Ende Juni hat der Europäische Gerichtshof für Menschenrechte das Kopftuchverbot an türkischen Universitäten grundsätzlich für zulässig erklärt. Die sieben Straßburger Richter stellten fest, daß diese Regelung weder einen Verstoß gegen das Grundrecht auf Religions- und Meinungsfreiheit noch eine "Diskriminierung" darstellt.

Die Klagen zweier türkischer Medizinstudentinnen, die von Vorlesungen und Prüfungen ausgeschlossen worden waren, weil sie sich weigerten, ihr Kopftuch abzulegen, wurde damit abgewiesen. Die diesbezüglichen Initiativen der beiden 29 und 31 Jahre alten Frauen in der Türkei scheiterten, weil die dortigen Gerichte geltend machten, daß das Tragen religiöser Symbole an öffentlichen Einrichtungen gegen die in der Verfassung verankerte Laizität, sprich der Trennung von Staat und Religion, verstoße. Der Straßburger Gerichtshof schloß sich dieser Sicht weitgehend an.
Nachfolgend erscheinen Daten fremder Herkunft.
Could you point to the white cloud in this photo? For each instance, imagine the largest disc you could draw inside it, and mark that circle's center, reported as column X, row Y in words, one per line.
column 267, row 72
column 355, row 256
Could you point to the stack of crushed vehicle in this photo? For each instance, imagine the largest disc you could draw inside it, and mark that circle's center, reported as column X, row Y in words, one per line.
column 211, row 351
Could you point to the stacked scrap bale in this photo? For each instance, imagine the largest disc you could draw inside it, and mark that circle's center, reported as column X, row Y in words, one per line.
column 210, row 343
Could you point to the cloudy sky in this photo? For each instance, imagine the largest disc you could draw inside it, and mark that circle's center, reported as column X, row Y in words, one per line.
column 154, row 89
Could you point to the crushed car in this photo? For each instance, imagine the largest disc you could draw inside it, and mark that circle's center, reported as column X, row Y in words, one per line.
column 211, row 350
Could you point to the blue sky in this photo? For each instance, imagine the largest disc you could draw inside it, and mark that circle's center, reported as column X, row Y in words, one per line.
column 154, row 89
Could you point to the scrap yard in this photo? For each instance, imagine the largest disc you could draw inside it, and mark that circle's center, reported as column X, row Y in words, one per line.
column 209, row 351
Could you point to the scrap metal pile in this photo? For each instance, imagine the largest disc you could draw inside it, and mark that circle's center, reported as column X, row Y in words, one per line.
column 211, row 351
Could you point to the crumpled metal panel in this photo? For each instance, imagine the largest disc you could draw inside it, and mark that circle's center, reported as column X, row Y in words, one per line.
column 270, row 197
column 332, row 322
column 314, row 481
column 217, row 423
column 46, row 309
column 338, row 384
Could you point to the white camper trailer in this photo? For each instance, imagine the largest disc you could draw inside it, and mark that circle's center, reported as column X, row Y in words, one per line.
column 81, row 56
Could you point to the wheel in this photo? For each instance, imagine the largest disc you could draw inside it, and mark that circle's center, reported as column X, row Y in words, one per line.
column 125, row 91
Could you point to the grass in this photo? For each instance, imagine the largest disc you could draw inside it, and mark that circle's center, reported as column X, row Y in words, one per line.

Das Kopftuchverbot sei aufgrund zweier Prinzipien rechtens: einmal aufgrund des "Grundsatzes der Laizität" und zum anderen aufgrund des "Gleichheitsgebotes". Dabei verwiesen die Richter auch darauf, daß das Kopftuch in den letzten Jahren "politische Bedeutung" erhalten habe. Dies ist eine deutliche Anspielung auf jene "extremistischen politischen Bewegungen", die der Türkei eine Gesellschaft aufzwingen wollen, die auf religiösen Regeln basiert. Vor diesem Hintergrund sei das Kopftuchverbot in bestimmten öffentlichen Einrichtungen auch als Präventivmaßnahme bzw. als "dringende soziale Notwendigkeit" zu bewerten.

Das Straßburger Urteil bringt die Regierung von Recep Tayyip Erdogan in Verlegenheit - seine islamistische Regierungspartei AKP hatte ihrer Klientel mehr "Kopftuch-Freiheit" versprochen. Welch skurrile Formen die Kopftuchfrage annehmen kann, zeigt das Beispiel der Ehefrau von Erdogan: Als Staatspräsident Ahmet Necdet Sezer während des jüngsten Nato-Gipfels einen Empfang im früheren Sultanspalast Dolmabahce gab, mußte Emine Erdogan zu Hause bleiben. Der Laizist Sezer - einst Vorsitzender des türkischen Verfassungsgerichtshofes - war nämlich der Auffassung, daß die Frau des Premiers wegen ihres Kopftuches nicht "salonfähig" sei.

Daß der Kopftuch-Streit nicht eine Frage individueller Glaubensäußerung, sondern von grundsätzlicher Natur ist, zeigt die sich verschärfende Auseinandersetzung zwischen den Lagern einer "islamisch-osmanischen" und der "modernen westlichen" Zivilisation in der Türkei. Die Kopftuchträgerinnen - über zwei Drittel der türkischen Frauen - kommen in der Regel aus Anatolien oder entstammen der armen Peripherie der Metropolen.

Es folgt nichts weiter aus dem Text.